Mr. Alal would always sit in a chair in front of his shop, his body draped in brown trousers, hands covered by the sleeves of a woolen robe that reached his knees. Mr. Alal had been a carpentry teacher. But after years of work, piling one rial on top of another, he got together enough to buy two more shops in the building. And then there were his two sons, who worked under his supervision. But his hands stayed perpetually busy, whether filling smoking pipes from a baggie or preparing a mashmouma, or bong. My father jokingly nicknamed him The Machine. Mr. Alal would greet us from his seat in his hoarse voice and would gesture at one of his sons to bring two chairs. We would sit, my father and I, in front of the shop and pull out a low wooden drum, upon which they would place the requisite teapot, a pack of Pall Mall cigarettes, and spare pipes. My father was always telling me what a healthy weed kif was for adults.

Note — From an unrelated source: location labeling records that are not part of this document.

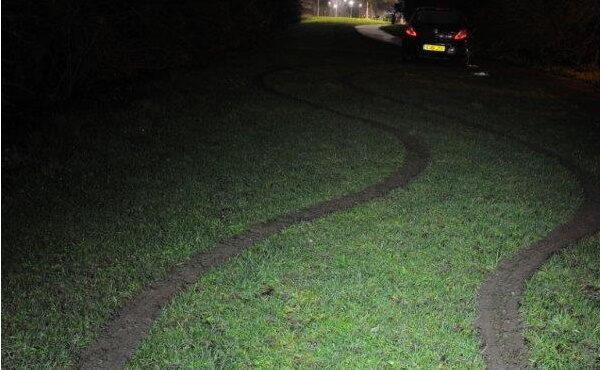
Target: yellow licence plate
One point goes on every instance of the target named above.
(430, 47)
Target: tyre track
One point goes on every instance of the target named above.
(123, 333)
(499, 298)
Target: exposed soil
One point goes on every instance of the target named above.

Mr. Alal was a round-faced man, thin, dark-skinned, with a thick beard, shaggy black hair, and bulging eyes. Pouring us tea, he would get up to call for donuts from Café Rubio in the alley. Inside the shop thrummed the harmonious rhythms of sawmill and hammer, along with music from the radio. It remains anchored in my memory like a first love, emerging and living still inside me years later: The leaf enchants its blowing or Tonight wine and desires sing around us / A sail that swims in the light watches over our shade — how could my young self have known the meaning of such lines? But I loved those songs. I was as used to hearing them as I was to smelling the smoke from that salutary plant.